На улице Жукова, рассказали жильцы, в восьми домах пришлось выбрасывать всю землю, сняв полы. Один из переселенцев, Федор Зайчук, пригласил меня к себе в дом, провел по трем комнатам. Потолки все почернели. Сырость. Холод. Он все спрашивал меня устало и безнадежно: «Как здесь жить, как здесь жить?»
Обойдя домики, мы вновь вернулись в магазин. Меня интересовало, как эвакуированных обеспечивают «чистыми» продуктами. Заведующая магазином Людмила Пастушенко пожаловалась, что они получают отвратительный хлеб, горелый, есть его невозможно. Нет минеральной воды. Не всегда всем хватает мяса. Те, кто работают, днем купить мясо не могут, а после работы оно бывает редко. Нет копченой рыбы. Нет кур. Бывают утки. Есть соки. Вообще же «рацион» питания, «спущенный» сверху, такой: в месяц на одного человека-переселенца положено по килограмму гречки, пшена, по две банки тушенки и сгущенного молока.
Но больше всего людей волновало здоровье. Инвалид войны Адам Пастушенко рассказал, что в его организме было обнаружено 17 микрокюри цезия. Двадцать четыре дня он лечился в больнице в Житомире. Выписался с показателем в 9 микрокюри.
И опять все они возвращались к одному, главному для них вопросу: неужели нас из опасной радиационной зоны нужно было выселять именно сюда, буквально за несколько километров от огороженного колючей проволокой села нашего Новое Шарне? Разве не ясно, что это – из огня да в полымя?
Что я могла им тогда сказать?
Вечером я уходила из поселка Мирный с тяжелым чувством.
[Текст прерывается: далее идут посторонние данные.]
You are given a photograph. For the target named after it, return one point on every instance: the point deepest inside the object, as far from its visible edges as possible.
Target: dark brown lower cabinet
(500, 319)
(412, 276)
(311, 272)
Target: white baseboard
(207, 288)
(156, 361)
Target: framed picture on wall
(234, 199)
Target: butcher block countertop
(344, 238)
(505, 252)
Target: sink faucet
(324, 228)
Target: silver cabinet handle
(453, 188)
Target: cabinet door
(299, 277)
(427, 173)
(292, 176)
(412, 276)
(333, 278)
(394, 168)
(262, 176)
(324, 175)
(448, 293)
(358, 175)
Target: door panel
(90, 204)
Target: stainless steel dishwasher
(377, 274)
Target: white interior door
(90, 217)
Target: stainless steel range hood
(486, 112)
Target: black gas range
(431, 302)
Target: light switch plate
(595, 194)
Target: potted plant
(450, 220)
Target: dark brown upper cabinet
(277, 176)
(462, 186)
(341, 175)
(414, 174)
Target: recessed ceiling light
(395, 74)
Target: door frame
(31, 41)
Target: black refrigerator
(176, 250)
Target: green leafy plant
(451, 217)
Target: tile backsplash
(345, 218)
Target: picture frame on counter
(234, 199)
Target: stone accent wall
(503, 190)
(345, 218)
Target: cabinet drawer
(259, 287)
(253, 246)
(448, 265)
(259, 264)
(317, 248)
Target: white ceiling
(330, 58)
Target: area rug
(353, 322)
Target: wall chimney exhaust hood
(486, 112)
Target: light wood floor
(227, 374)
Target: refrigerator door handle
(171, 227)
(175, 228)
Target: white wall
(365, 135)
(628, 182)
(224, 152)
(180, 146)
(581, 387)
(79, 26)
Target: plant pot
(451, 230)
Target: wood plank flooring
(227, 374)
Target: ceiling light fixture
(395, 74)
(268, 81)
Люди провожали меня к центру Народич, показав короткий путь через картофельные огороды. Тошнотворный запах аммиака перемежался с запахом осенней ботвы. То тут то там вспыхивали маленькие костры: здесь дети жгли ботву точно так же, как и в Рудне-Осошне. И точно так же смертоносный радиоактивный пепел осыпал все живое вокруг.
В воскресенье мы поехали в другом направлении. И тоже туда, где в селах построили новые дома для эвакуированных.
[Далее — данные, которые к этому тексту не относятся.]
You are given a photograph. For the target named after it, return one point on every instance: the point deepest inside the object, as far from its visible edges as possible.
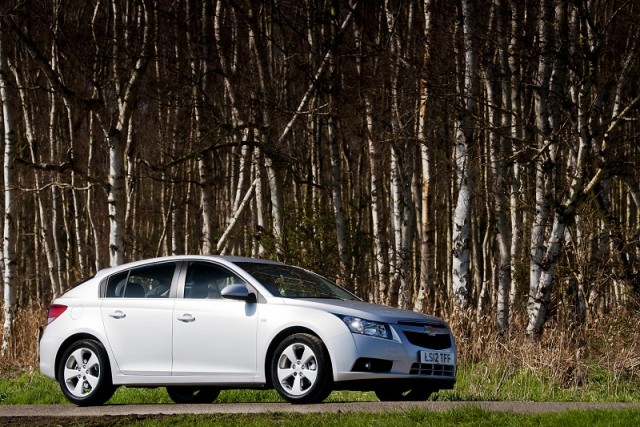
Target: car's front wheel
(84, 374)
(301, 369)
(193, 394)
(402, 394)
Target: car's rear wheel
(193, 394)
(84, 373)
(403, 394)
(301, 369)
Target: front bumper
(377, 360)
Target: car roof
(224, 259)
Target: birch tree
(465, 141)
(7, 88)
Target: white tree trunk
(10, 191)
(465, 136)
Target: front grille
(422, 323)
(429, 369)
(434, 342)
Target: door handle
(186, 318)
(117, 314)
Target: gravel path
(13, 413)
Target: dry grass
(566, 354)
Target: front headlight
(367, 327)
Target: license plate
(437, 357)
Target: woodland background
(473, 159)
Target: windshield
(292, 282)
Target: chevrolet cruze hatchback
(200, 324)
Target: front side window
(206, 280)
(152, 281)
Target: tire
(301, 369)
(84, 373)
(399, 394)
(193, 394)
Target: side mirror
(240, 293)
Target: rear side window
(145, 282)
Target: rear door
(136, 312)
(213, 337)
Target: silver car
(200, 324)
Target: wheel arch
(70, 340)
(278, 339)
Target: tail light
(54, 311)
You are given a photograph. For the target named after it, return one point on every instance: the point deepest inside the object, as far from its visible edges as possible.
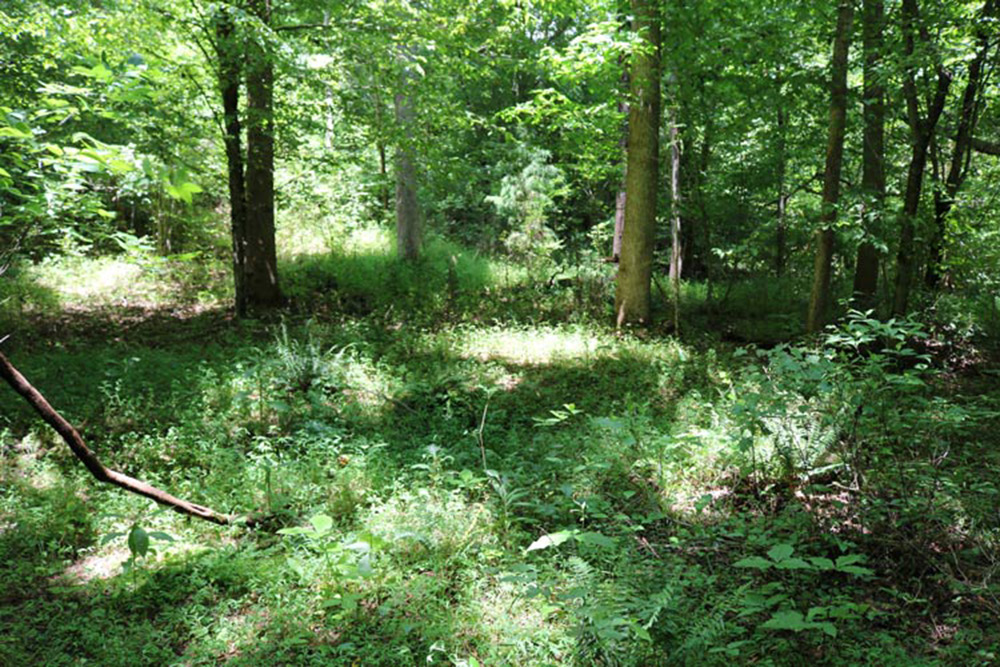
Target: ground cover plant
(567, 332)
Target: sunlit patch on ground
(531, 346)
(103, 565)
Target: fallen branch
(89, 459)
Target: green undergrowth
(438, 478)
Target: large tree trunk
(632, 303)
(820, 300)
(873, 174)
(261, 267)
(229, 84)
(408, 217)
(961, 150)
(616, 240)
(921, 132)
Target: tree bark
(921, 132)
(961, 150)
(632, 293)
(616, 240)
(79, 448)
(261, 262)
(873, 171)
(819, 302)
(781, 233)
(408, 215)
(676, 248)
(229, 84)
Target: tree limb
(72, 438)
(988, 147)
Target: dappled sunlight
(149, 281)
(536, 346)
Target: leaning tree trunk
(261, 263)
(961, 150)
(820, 300)
(229, 84)
(616, 240)
(632, 298)
(921, 132)
(781, 232)
(873, 172)
(676, 249)
(79, 448)
(408, 232)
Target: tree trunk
(632, 302)
(229, 84)
(79, 448)
(261, 263)
(408, 222)
(781, 233)
(921, 132)
(616, 241)
(960, 152)
(676, 249)
(873, 172)
(407, 205)
(819, 302)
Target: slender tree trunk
(229, 84)
(676, 242)
(616, 240)
(632, 302)
(408, 233)
(704, 224)
(261, 265)
(781, 233)
(873, 172)
(921, 132)
(819, 302)
(408, 216)
(676, 248)
(384, 194)
(960, 152)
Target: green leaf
(822, 563)
(138, 541)
(596, 539)
(780, 552)
(550, 540)
(183, 191)
(160, 535)
(322, 523)
(755, 562)
(786, 620)
(14, 133)
(110, 536)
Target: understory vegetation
(486, 473)
(510, 332)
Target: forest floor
(477, 470)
Село Межилеска, что в переводе с украинского означает «между лесом», «среди леса», действительно там и оказалось. Несмотря на то что возле школы снимали грунт, разобрали шесть ветхих домов, из одной хаты выбрали радиоактивную землю и возле семи усадеб тоже сняли слой земли, – несмотря на все это село считалось благополучным, «чистым». Здесь не доплачивали, как в иных режимных деревнях, ни 25 процентов к заработной плате, ни 30 рублей ежемесячных «гробовых». Зато сюда провели телефон. (Нет, оказывается, худа без добра). Построен и медпункт, хотя и не работает.
Летом после взрыва в Чернобыле здесь возвели пятнадцать новых домов для переселенцев. В тот день, когда я приехала, треть из них так и оставалась незаселенной. Вот свидетельства очевидцев.
Сидящие здесь же Антонина Адамовна Кондратенко 1912 года рождения и Олимпия Михайловна Жовнирчук – 1905-го согласно кивали головами. Из их выцветших от времени глаз по морщинистым щекам тихо катились слезы.
В заселенных домах в основном жили переселенцы-пенсионеры. Из трудоспособных – два-три человека.
«Когда приезжали переселенцы, им выдавали по два поросенка, ящики с капустой, огурцами, помидорами, консервированными в банках, по три мешка зерна, по десятку кур», – рассказывали местные жители.
«А как тяжко было покидать свою хату, село. Какой крик стоял над деревней, просто гвалт. Как мы все рыдали! Подъезжает машина к дому – все выгружай на машину. И дома-то наши были лучшими. Теплыми. И все у нас было. Покупали только хлеб. А сейчас – все купи, – причитали древние бабушки. – У одной старухи умер муж, старик. Так она повезла его хоронить в Долгий Лес, к родным могилам. Хорошо, что разрешили».
В селе Межилеска, в заботе о переселенцах, купили им к этим новым пятнадцати еще три дома в колхозе. По 20 тысяч рублей за дом. Но и сюда не въехали пораженные радиацией. В двух из них поселились колхозные молодожены, еще один так и остался пустым.